Pacquiao has never failed to dedicate his matches to the Filipino people, and they have responded with an unmatched dedication to support him in every battle.

And the Time story, which refers to Pacquiao as the “face for the selfless,” captures exactly how his countrymen have reciprocated his affections for them:

“In the Philippines, Pacquiao is a demigod. The claim goes that when his fights are broadcast live, the crime rate plummets because everyone in the country is glued to a screen.”

Like Muhammad Ali

Top Rank chief Bob Arum, the fighter’s promoter, even likened Pacquiao to Muhammad Ali, undoubtedly the greatest boxer across all eras.

But take the iconic Ali out of the picture, and this era clearly belongs to Pacquiao, a reign that began when he destroyed former boxing poster boy Oscar De La Hoya in eight brutal rounds in December last year.

Time’s decision to put Pacquiao on its cover validates that claim.

The magazine story, titled “The Meaning of Manny,” traces the boxer’s colorful life, from the time he spent sleeping on cardboard boxes in street corners in Mindanao, to the fateful day in 2001 when—fighting as a substitute—he won his US world title debut in shocking fashion via a knockout victory over Lehlo Ledwaba.

Punch could’ve floored Tyson

Then on to his current run of smashing victories, the latest of which was a two-round knockout of British star Ricky Hatton last May.
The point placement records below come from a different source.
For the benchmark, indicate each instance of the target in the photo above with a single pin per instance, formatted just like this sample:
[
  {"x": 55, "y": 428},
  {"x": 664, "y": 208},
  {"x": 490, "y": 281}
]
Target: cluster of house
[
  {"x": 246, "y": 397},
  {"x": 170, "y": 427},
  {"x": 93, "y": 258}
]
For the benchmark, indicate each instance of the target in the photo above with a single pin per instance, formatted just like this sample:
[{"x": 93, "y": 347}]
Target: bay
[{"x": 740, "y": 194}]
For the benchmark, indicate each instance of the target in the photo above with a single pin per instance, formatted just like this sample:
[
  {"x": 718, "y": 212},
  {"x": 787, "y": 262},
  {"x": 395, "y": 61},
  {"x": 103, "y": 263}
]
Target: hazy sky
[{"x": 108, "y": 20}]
His victory over Hatton has become one of boxing’s favorite highlight reels, his looping left finisher described by his upcoming opponent as a punch that “would’ve knocked out even Mike Tyson.”

That victory capped a string of wins that netted for Pacquiao three world titles in different weight classes—super featherweight (via decision against Juan Manuel Marquez), lightweight (9th round KO against David Diaz) and light welterweight (Hatton).

Fight of his life

Pacquiao, in fact, hasn’t lost since four years ago, when he dropped the first match of a thrilling trilogy against Mexican legend Erik Morales via unanimous decision. Pacquiao won the next two fights of that trilogy—both by knockout.
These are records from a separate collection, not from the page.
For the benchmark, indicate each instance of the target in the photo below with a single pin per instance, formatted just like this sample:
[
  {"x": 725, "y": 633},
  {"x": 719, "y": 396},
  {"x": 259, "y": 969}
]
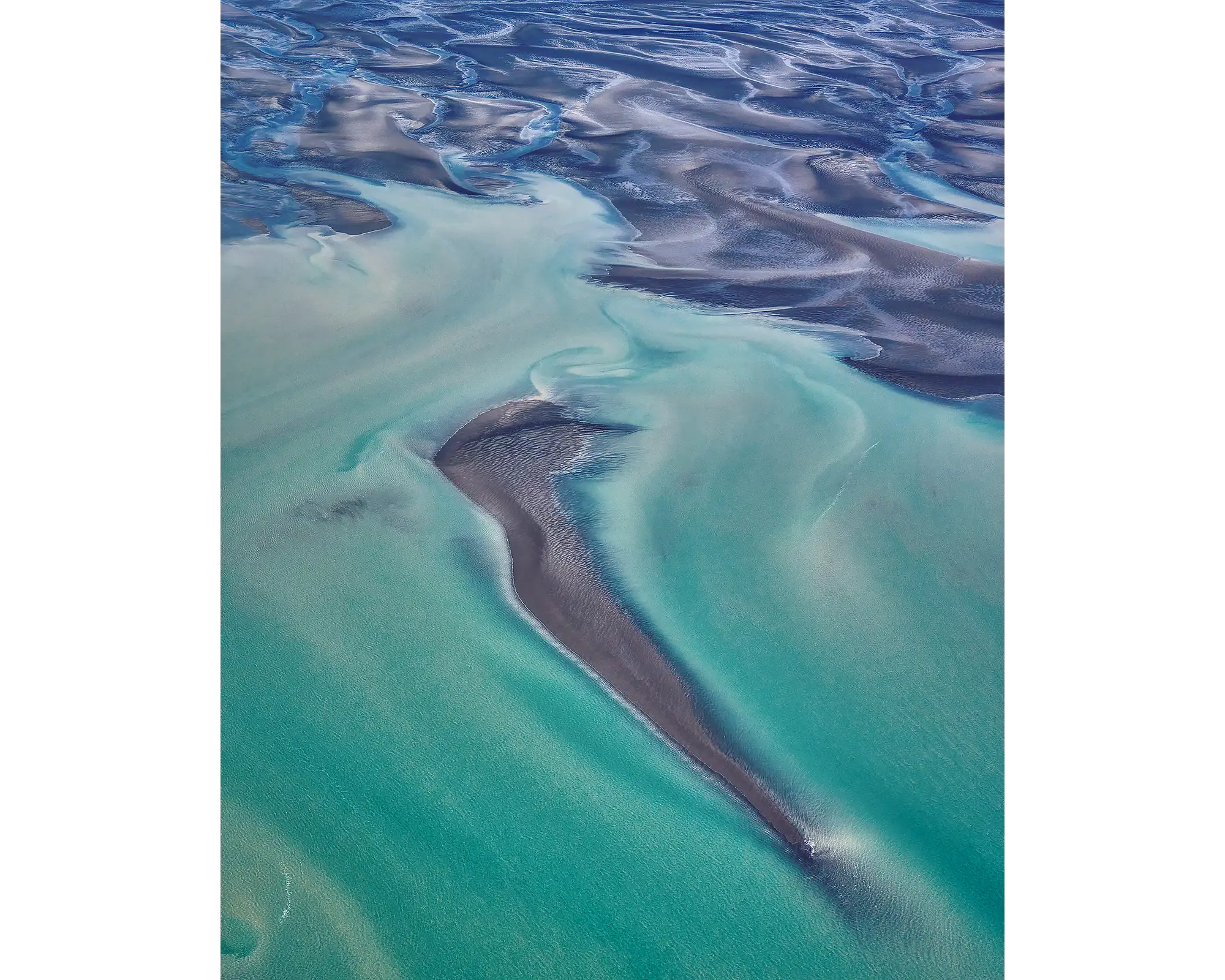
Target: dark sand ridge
[{"x": 507, "y": 461}]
The Time story also explores his religious side and his entry into the political fray, which it describes as the “fight of his life.”

But it is unlikely that the result of his political battle will end up defining his legacy. In defying the limitations initially set on him by poverty, Manny Pacquiao has already won his biggest battle.

As trainer Freddie Roach was quoted in the story, Pacquiao “has nothing more to prove.”